The ALCS comprise complex mechanisms such as ALP or GA, which might be hard to comprehend and analyse. Therefore, specific metrics reflecting their nature were chosen to visualise system behaviour over time and assess its performance. This section presents several key performance indicators (KPI) used across further experimental evaluations. Each of them can be collected at a particular interval of time (for example, every ten trials) and can access the properties of both the environment and the agent within the single simulation.

Classifier population size

Each LCS creates an internal population of classifiers. Knowing its total size \(|P|\) represents the agent’s ability to express the internal model of the environment. When maintaining high performance, having a smaller population also means that the agent is commendable at building a more compact and compressed representation of knowledge [26].

Besides knowing the total population size, it’s subset of reliable classifiers size \(|P_{\text{reliable}}|\) might also be easily obtained - equation (2.4). The difference \(|P| - |P_{\text{reliable}}|\) estimates the size of currently evolving classifiers, where part of them gets either accepted or dismissed. Eventually, the total population and reliable population size should converge throughout an experiment to a single value.

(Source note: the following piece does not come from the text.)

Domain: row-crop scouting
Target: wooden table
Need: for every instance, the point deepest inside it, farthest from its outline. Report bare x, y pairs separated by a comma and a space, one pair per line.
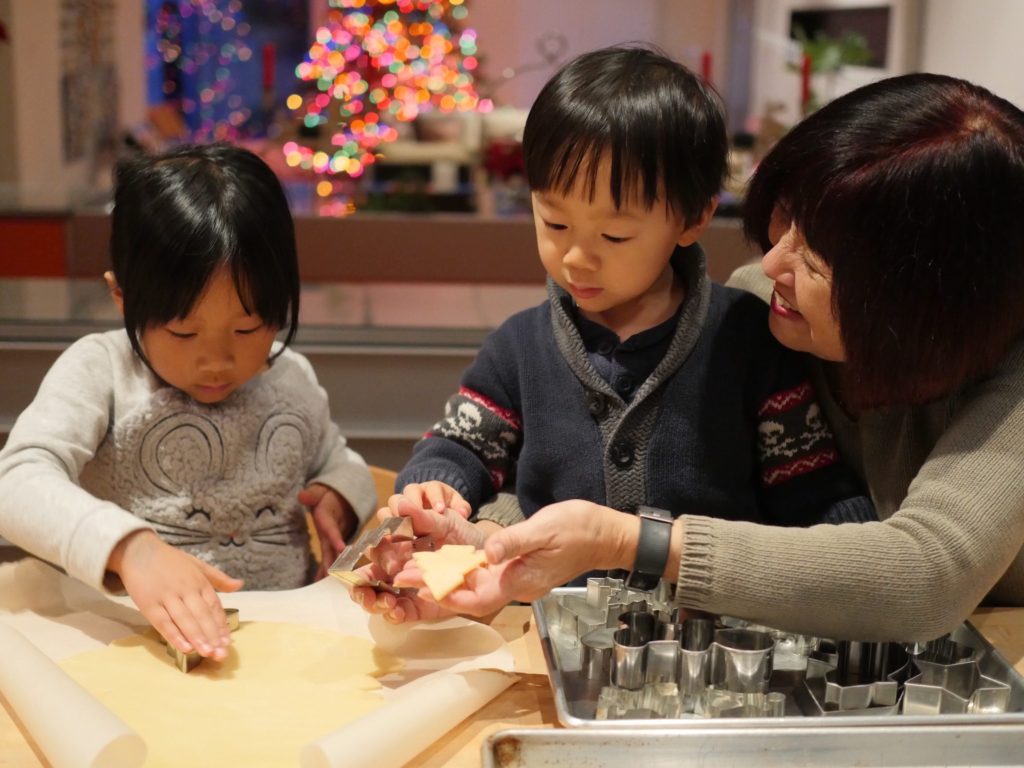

(2.4)\[P_{\text{reliable}} = \{ cl \in P : cl.q \geq \theta_r \}\]

Generalization

The generalization metric [26] [111] [112] [113] reflect the agent’s generalization abilities. It is calculated by analyzing all classifiers in a population \([P]\). Equation (2.5) shows the proportion of condition attributes containing the wildcard symbol.

(2.5)\[\text{Generalization}(P) = \frac{ \vert \bigcup \bigg( cond.att | cond \in \big( cl.cond | cl \in P \big) \land cond.att = \# \bigg) \vert }{ \vert \bigcup \bigg( cond.att | cond \in \big( cl.cond | cl \in P \big) \bigg) \vert }\]

The greater generalization score means that the algorithm creates classifiers covering a larger portion of the observation space, creating a more compact solution of the problem.

Knowledge

The knowledge KPI was proposed, which allows analyzing all possible consequences of actions in all available states of a particular environment, giving a comprehensive picture of the state of the agent’s internal environment model. The metric is a ratio of reliable classifiers that can predict each state-action-state’ movement and the total number of possible transitions.

Due to the possible complexity of increased observation space, not all environments can calculate this metric. Moreover, the agent itself obviously does not have access to the internal state of the environment.

Trial time

The trial time is simply a time needed to complete one agent’s trial phase - either exploration or exploitation. This metric is used to infer the computation complexity of the examined algorithms and environments.

The computations are performed in a controlled environment on a single machine in all cases. Therefore, the obtained results can be relatively compared to each other.

Exploitation performance

The exploitation performance is a measure of utilizing the agent’s internal model of the environment in order to obtain the highest possible payoff [55]. It is most often gathered in the exploit phase, where the agent focuses solely on selecting the best possible classifiers for each situation.

Depending on the type of environment, this metric might differ - for example, in a multistep Corridor, the interest is in reaching the final state as fast as possible. Therefore, the metric is simply the number of steps in each trial that should be close to the optimal value. For a single-step environment, such as Real Multiplexer, a reward is paid out after giving a correct answer in each trial. In this case, a good measure is to keep track of latest obtained rewards and average them.

The metric itself depends on significant components (learning and credit assignment) involved in the agent’s algorithm to estimate its practical usefulness.